Migrants Church in Calais |
There's a recurring sketch on the Catherine Tate Show where she plays a neurotic middle class mother (Aga Saga Woman) who lives in fear of taking her two neurotic children anywhere, in case they have to rub shoulders with anyone outside their very restricted, protected social circle. One day, driving along in their SUV, they take a wrong turn into a rougher part of London ('Good God in heaven above... we seem to have driven into a place called "Tott-en-ham"') and start to panic when a man with long hair approaches with a bucket of water to wash their windscreen as they sit at the traffic lights. https://www.youtube.com/watch?v=5vQoLtd-mpM
I had a neurotic middle class woman moment on holiday this summer, so I'm not going to judge Aga Saga Woman. Returning via the Eurotunnel from France in the middle of the so called 'Migrant Crisis', we saw migrants in small groups walking the sides of roads near the Calais motorway as we tried to find out how to exit 'Cite Europe' (our compulsory pre-tunnel middle class shopping trip for all things French). I suppose I imagined desperate people seeing an opportunity, an English car going slowly round a French roundabout, and I had one of those anxious travel moments and blurted out, 'do you think we should lock the doors?', to which I received the terse reply 'don't be ridiculous'. I feel pretty embarrassed about it now.
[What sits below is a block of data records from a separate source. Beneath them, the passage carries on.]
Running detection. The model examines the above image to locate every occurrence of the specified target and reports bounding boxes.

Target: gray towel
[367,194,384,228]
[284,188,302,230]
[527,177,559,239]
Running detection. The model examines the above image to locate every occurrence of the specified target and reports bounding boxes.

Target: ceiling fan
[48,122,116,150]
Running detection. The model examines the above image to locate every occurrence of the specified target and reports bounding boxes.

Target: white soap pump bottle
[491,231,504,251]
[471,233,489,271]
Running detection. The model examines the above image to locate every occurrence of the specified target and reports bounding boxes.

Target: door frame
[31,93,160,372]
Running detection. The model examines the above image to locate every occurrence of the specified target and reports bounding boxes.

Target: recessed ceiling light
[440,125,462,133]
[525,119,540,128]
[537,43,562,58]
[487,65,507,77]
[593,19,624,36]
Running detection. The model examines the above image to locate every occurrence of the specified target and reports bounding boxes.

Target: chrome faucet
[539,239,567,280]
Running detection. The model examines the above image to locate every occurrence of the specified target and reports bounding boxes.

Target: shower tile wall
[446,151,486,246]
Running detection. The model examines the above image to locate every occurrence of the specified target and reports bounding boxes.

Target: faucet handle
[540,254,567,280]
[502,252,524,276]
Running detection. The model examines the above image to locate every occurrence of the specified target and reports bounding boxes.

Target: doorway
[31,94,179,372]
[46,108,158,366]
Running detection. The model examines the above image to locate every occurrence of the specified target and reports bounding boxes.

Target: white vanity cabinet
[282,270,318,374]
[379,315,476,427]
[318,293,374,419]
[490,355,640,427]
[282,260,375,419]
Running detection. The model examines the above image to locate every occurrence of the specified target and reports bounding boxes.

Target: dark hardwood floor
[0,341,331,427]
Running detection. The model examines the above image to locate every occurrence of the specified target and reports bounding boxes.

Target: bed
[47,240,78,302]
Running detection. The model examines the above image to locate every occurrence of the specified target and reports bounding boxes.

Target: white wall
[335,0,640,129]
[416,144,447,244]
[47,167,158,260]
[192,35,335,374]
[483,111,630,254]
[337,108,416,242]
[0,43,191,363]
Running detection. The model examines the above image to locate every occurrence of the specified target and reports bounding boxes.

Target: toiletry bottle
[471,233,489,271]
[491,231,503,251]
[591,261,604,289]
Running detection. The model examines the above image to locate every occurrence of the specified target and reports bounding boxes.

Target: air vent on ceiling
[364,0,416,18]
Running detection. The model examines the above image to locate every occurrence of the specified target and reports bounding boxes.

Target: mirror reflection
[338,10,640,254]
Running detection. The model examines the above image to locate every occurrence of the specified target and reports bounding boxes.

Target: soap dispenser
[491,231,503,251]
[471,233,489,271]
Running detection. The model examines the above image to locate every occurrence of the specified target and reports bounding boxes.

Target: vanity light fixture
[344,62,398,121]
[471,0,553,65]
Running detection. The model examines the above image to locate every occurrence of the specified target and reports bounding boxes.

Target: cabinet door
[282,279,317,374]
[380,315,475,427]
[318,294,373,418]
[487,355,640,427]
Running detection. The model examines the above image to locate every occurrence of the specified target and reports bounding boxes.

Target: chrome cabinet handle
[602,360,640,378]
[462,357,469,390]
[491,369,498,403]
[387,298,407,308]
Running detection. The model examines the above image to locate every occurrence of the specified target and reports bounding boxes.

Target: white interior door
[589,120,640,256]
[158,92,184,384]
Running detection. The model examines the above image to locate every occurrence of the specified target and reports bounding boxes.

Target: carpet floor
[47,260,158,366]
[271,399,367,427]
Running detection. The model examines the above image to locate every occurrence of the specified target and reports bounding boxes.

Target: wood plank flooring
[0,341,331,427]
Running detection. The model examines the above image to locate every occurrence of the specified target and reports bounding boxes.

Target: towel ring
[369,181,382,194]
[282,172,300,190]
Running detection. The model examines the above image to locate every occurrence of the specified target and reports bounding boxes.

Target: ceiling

So well done the BBC, who this evening broadcast part of their long running Christian programme, 'Songs of Praise', from the migrant camp in Calais, a place where focus and hope are centred on something much more important even than life, as one of the migrants explained - that is, in the heart of their makeshift church. Well done, because the political is apt to eclipse the personal and without alternative coverage, this time from a specifically religious viewpoint, one is in danger of picking up the media whiff of panic, the fear that 'the swarm' is about to descend our borders, the swarm of faceless, unnerving foreigners...
Songs of Praise is often criticised for being twee - shots of older people singing hymns is hardly going to set the world on fire....or is it? The juxtaposition of scenes of migrants worshipping amid the uncertainty and mess of life, with the hymn 'There's a wideness to God's mercy' and Revd. Giles Fraser, a priest from London emerging from the makeshift church, announcing 'these are my brothers and sisters in Christ', topped of by a very middle class lady from a church in Kent explaining that if it weren't for Jesus, she wouldn't be there; and you did get the strange idea that actually this Christian gospel, this thing we sing and pray each Sunday in church, is in fact radical, inclusive and potentially world changing.
So while some Politicians have felt compelled 'not to do God', I'm glad that the BBC 'did Calais', and proud to be part of the universal Church of Christ, the church that meets in tents on the sides of motorways, the one where we are one through the One who became a refugee as a child and who once declared 'foxes have dens and birds have nests, but the Son of Man has nowhere to lay his head'.
Well done BBC Songs of Praise and nicely put Claire. What a shame there were many opposed to the filming in Calais at the very least it was educational. I sincerely hope that awareness has been increased as a result of the programme and those opposed may start to feel differently. I haven't watched Songs of Praise for decades but wouldn't have missed this for the world.